On August 4, 2010, Petitioner Osiris Fermin, a/k/a Jose Hernandez, appearing pro se, moved for a reduction of sentence pursuant to The Fair Sentencing Act of 2010 and Title 18 U.S.C. § 3582(c)(2). Petitioner pled guilty to conspiracy to distribute fifty grams or more of crack cocaine in violation of 21 U.S.C. §846 on March 12, 2003. Petitioner asserts that the Fair Sentencing Act of 2010, Pub. L. No. 111-222, 124 Stat. 2372 (2010) (the "FSA"), should be applied retroactively and that he should be resentenced as a consequence. The Government opposed the motion for reduction of sentence by letter dated September 7, 2010. This Court finds that the FSA should not be construed to have retroactive effect and consequently denies Petitioner's request for a reduction in sentence.
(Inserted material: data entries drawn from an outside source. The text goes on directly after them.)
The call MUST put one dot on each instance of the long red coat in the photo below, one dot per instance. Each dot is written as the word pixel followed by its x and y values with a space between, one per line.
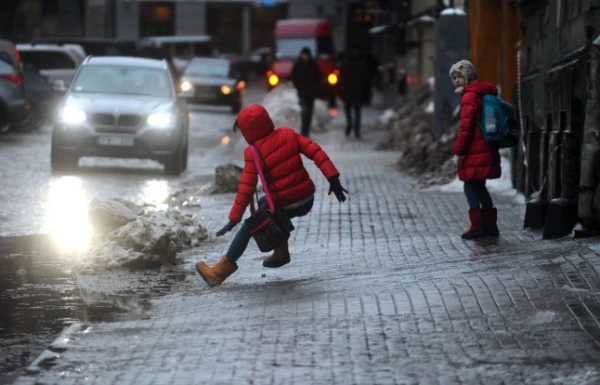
pixel 479 160
pixel 281 149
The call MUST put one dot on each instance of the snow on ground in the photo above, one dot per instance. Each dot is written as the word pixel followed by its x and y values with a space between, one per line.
pixel 137 240
pixel 283 106
pixel 502 186
pixel 387 116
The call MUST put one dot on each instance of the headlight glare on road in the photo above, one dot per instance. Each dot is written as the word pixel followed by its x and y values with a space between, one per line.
pixel 72 116
pixel 186 86
pixel 161 120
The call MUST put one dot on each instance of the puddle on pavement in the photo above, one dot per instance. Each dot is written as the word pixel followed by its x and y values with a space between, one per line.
pixel 39 297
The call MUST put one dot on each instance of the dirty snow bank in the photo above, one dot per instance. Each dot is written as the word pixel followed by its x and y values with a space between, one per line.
pixel 284 108
pixel 410 130
pixel 502 186
pixel 148 239
pixel 227 179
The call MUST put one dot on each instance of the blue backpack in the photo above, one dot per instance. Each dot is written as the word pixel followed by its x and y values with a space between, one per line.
pixel 498 122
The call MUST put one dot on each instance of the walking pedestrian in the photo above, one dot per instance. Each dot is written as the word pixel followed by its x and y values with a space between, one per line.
pixel 475 159
pixel 352 88
pixel 289 183
pixel 307 79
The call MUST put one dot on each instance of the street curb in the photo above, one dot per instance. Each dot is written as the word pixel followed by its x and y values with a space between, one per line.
pixel 46 359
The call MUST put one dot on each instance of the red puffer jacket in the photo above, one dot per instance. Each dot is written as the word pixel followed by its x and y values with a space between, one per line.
pixel 281 150
pixel 479 160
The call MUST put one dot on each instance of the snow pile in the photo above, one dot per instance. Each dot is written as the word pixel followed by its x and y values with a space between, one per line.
pixel 502 186
pixel 147 240
pixel 227 179
pixel 107 215
pixel 284 107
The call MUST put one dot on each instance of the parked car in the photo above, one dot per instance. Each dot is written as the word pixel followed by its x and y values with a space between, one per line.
pixel 41 94
pixel 256 63
pixel 58 63
pixel 14 106
pixel 11 50
pixel 122 107
pixel 213 81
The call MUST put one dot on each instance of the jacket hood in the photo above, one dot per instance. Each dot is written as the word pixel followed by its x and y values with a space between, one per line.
pixel 255 123
pixel 482 88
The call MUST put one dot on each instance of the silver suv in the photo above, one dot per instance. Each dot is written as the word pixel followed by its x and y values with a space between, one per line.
pixel 122 107
pixel 58 63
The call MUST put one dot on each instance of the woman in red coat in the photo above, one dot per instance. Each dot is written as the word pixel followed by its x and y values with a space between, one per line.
pixel 476 160
pixel 288 182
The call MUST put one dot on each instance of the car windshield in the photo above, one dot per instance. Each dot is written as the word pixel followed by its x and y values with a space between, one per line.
pixel 208 68
pixel 120 79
The FSA was enacted on August 3, 2010 and amends the Controlled Substances Act, 28 U.S.C. §§ 801--904 (1970), by revising the quantity thresholds that trigger statutory mandatory penalties for crack cocaine offenses. Pub. L. No. 111-222, § 1, 124 Stat. 2372 (2010). The FSA also eliminated the mandatory minimum sentence for simple possession of crack cocaine. Id. § 2. Because Petitioner was not convicted for simple possession, the sole issue is whether the FSA should be construed to have retroactive effect thus making Petitioner eligible for resentencing under the revised quantity thresholds. This issue was addressed by the Second Circuit in a recent case. See U.S. v. Glover, 2010 WL 4250060 *2 (2d Cir. 2010) (holding that the mandatory minimum in effect at the time the prisoner committed the offense applies and that the prisoner was not entitled to the benefit of the FSA).
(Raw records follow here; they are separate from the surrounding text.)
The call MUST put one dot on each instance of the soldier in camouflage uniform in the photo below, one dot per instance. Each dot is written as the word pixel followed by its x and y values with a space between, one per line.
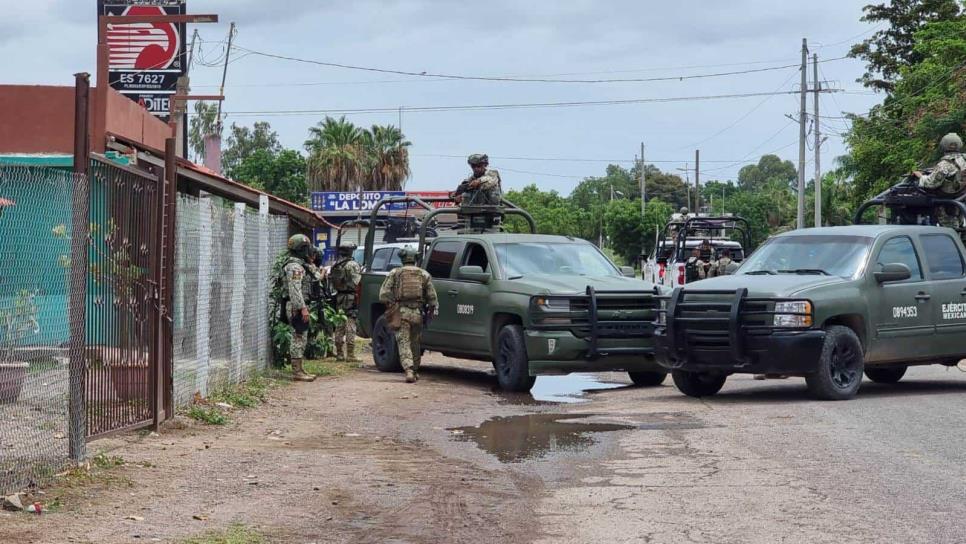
pixel 948 177
pixel 298 288
pixel 409 290
pixel 344 277
pixel 483 188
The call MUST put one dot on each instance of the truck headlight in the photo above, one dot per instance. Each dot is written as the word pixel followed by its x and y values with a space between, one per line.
pixel 793 314
pixel 662 312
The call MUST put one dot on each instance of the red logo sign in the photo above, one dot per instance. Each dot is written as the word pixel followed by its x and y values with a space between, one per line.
pixel 143 46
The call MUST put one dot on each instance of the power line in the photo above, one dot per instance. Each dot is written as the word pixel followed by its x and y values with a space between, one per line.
pixel 486 107
pixel 508 78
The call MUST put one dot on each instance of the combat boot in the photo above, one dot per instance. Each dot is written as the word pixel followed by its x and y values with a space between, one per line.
pixel 351 353
pixel 298 372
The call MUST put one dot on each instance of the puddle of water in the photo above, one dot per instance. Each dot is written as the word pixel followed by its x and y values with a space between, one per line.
pixel 569 388
pixel 518 438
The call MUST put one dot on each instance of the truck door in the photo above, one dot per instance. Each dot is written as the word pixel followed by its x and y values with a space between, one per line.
pixel 440 265
pixel 904 311
pixel 472 302
pixel 945 270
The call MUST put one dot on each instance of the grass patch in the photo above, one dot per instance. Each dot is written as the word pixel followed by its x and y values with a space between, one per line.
pixel 209 415
pixel 235 534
This Court finds that the FSA does not apply retroactively because it is silent with respect to its retroactive effects. There is a well-established presumption against retroactivity. Accord AT & T Corp. v. Hulteen, 129 S.Ct. 1962, 1971 (2009) (holding the Pregnancy Discrimination Act does not apply retroactively). The Supreme Court has made clear that "retroactivity is not favored in the law" and that statutes "will not be construed to have retroactive effect unless their language requires this result." Bowen v. Georgetown University Hosp., 488 U.S. 204, 208 (1988) (invalidating a rule promulgated by the Secretary of Health and Human Service after holding the Medicare Act's general grant of authority to the Secretary to promulgate cost-limit rules contains no express authorization for retroactive rulemaking). The presumption against retroactivity "accords with widely held intuitions about how statutes ordinarily operate," and thus "[r]equiring clear intent assures that Congress itself has affirmatively considered the potential unfairness of retroactive application and determined that it is an acceptable price to pay for the countervailing benefits." Hulteen, 129 S.Ct. at 1971, quoting Landgraf v. USI Film Products, 511 U.S. 244, 272-273 (1994).
The Savings Statute, 1 U.S.C. § 109, demands the same result. It provides: The repeal of any statute shall not have the effect to release or extinguish any penalty, forfeiture, or liability incurred under such statute, unless the repealing Act shall so expressly provide, and such statute shall be treated as still remaining in force for the purpose of sustaining any proper action or prosecution for the enforcement of such penalty, forfeiture, or liability.